We also face an unpredictable Trump administration. On one hand, it would make a good story for his administration to fulfill the campaign mantra about saving American jobs, though it would actually be disastrous to the US job market. Last year there were about 260,000 people employed in the US solar industry, with only about 38,000 of those in manufacturing (source: Solar Foundation). Most people are employed in installation.
On the other hand, President Trump doesn't care about renewable energy or climate change. This case could be one of the earliest tests of the Trump administration's trade policy and his real stance on renewable energy. An opportunist like him is impossible to predict. There are so many issues on which he has reversed his attitudes.

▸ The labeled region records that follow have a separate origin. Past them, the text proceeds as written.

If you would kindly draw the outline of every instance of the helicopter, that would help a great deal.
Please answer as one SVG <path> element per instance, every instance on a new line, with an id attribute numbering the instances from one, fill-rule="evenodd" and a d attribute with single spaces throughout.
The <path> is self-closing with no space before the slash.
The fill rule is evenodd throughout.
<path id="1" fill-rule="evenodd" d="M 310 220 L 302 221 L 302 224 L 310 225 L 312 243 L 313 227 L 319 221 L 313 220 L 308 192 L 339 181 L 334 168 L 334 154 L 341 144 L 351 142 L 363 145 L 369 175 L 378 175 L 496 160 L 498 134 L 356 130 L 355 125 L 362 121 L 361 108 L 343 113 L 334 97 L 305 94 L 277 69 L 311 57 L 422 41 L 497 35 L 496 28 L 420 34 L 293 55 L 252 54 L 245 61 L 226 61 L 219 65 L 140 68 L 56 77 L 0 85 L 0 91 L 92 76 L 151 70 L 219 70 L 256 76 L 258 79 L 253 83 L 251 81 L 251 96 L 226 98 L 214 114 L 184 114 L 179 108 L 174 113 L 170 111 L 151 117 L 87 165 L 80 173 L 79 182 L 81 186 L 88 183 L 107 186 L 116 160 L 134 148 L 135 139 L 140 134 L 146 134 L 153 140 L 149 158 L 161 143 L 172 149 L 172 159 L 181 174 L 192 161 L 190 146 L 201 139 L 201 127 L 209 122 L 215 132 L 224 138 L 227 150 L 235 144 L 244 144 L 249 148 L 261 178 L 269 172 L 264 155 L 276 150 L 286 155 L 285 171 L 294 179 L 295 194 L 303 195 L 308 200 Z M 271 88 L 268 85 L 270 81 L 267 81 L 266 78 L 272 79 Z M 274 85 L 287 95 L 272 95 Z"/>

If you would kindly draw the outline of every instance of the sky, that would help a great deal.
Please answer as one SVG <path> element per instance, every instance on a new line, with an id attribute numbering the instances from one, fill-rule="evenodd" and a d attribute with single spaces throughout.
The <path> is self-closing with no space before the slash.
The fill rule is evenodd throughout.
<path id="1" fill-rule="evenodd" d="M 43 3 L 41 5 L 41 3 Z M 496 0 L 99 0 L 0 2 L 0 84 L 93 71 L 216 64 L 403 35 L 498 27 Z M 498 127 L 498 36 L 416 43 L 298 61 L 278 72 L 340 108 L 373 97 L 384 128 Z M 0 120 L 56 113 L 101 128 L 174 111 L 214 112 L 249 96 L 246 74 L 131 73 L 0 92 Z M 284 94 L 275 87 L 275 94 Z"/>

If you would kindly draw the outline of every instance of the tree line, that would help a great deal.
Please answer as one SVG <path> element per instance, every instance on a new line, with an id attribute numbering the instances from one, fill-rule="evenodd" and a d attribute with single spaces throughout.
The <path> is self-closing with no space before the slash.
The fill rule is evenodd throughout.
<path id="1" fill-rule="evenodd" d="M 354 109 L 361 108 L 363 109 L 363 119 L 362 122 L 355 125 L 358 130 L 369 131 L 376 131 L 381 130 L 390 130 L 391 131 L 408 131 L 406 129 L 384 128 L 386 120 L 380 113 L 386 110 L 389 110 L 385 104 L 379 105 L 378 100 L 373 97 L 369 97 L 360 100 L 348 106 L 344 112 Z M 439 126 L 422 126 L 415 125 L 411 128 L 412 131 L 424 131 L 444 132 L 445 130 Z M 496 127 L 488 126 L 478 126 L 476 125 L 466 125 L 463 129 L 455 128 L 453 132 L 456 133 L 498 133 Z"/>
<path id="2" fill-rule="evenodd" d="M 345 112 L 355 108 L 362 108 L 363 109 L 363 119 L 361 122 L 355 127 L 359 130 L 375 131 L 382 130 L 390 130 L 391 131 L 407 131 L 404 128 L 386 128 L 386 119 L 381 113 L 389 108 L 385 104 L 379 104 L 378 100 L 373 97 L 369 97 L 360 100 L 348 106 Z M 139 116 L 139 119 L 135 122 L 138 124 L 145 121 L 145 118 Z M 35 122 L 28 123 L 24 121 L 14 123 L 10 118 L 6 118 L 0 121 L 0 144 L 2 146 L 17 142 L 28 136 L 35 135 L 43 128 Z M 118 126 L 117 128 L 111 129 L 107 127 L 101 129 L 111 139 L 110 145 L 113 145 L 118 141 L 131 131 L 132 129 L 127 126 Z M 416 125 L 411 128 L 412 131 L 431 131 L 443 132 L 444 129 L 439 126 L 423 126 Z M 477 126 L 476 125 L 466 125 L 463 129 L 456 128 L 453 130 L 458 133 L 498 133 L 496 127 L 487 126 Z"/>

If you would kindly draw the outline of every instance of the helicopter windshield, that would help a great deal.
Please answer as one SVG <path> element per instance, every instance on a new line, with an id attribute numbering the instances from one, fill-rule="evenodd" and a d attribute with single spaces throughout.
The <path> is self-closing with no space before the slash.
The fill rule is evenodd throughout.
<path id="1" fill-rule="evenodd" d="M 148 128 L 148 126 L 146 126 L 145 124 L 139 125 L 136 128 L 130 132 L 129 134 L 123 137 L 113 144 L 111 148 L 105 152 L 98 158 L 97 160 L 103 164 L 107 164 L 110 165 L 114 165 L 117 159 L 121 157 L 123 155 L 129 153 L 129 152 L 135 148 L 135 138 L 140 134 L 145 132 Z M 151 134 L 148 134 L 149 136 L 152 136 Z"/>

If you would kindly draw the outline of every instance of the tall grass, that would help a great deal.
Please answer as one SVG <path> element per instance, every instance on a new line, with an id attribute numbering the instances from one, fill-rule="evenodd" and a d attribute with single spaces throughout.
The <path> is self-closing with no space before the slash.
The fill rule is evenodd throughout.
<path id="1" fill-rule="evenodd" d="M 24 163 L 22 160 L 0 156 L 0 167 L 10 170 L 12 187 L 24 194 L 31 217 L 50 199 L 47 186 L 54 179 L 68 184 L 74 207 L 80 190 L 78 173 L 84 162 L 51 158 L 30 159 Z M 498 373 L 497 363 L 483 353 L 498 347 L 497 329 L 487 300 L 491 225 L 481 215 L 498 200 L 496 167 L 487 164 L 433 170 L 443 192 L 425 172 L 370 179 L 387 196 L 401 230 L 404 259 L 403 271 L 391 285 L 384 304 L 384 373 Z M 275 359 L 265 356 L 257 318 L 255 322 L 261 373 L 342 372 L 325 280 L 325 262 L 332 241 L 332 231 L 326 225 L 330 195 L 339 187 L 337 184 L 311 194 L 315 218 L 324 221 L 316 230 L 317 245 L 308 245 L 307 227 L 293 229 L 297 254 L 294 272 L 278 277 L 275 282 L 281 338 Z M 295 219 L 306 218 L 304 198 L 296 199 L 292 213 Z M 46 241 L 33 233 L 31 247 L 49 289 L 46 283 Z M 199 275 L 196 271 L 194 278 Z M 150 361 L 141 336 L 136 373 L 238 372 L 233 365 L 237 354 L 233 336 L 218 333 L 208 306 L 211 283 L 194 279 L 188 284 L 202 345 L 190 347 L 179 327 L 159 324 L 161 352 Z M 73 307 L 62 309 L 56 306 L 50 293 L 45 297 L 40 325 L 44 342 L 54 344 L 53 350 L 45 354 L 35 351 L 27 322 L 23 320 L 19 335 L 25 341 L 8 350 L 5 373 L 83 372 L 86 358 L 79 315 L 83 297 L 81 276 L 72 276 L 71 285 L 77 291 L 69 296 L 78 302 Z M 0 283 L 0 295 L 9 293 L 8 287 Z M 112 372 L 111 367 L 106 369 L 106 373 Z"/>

What Are the Bottom Lines?
This Suniva case bears complication, but it also seems to me to be a speculative move, particularly after SQN Capital Management LLC, Suniva's largest creditor, told the Chinese Chamber of Commerce that they could make the trade complaint disappear if the Chinese bought out their bad assets.
Despite all the noise, there are a few bottom lines in this case.
First, the global solar industry is experiencing a trough in its business cycle: oversupply is causing low prices and many are suffering, exemplified by the bankruptcy of Suniva and others. This case could potentially lead to a further industry-wide crisis.
This leads to a more important point for this case: simply blaming lower-cost imports won't help the US domestic solar makers survive the cycle. Many claim that the cheap manufacturers are winning because of loans and other trade-distorting subsidies that have allowed manufacturers to scale up while everyone else is cutting back, as this article in Christian Science Monitor mentioned. Government subsidies are usually inefficient and a waste of resources. The more important side of the story is that Chinese factories are efficient in their production process, which gives them the ability to make more investments and expand manufacturing even when the business cycle is at a low.
The final takeaway is that technology in factories is equally, if not more, important than technology in laboratories. By the technologies in factory, I mean operational details accumulated over a long period of production. As the Massachusetts Institute of Technology's Dr. Nahm argued in a paper in 2014, this "intentional, cumulative refinement of the manufacturing process, coupled with small changes in the product itself" is the primary reason of sustained decline in product prices in the solar industry.
It will be a quiet summer until Sept. 22, but we in the clean energy industry should pay close attention to the development of this case.
Yao Zhao is Renewable Energy Specialist at the World Bank.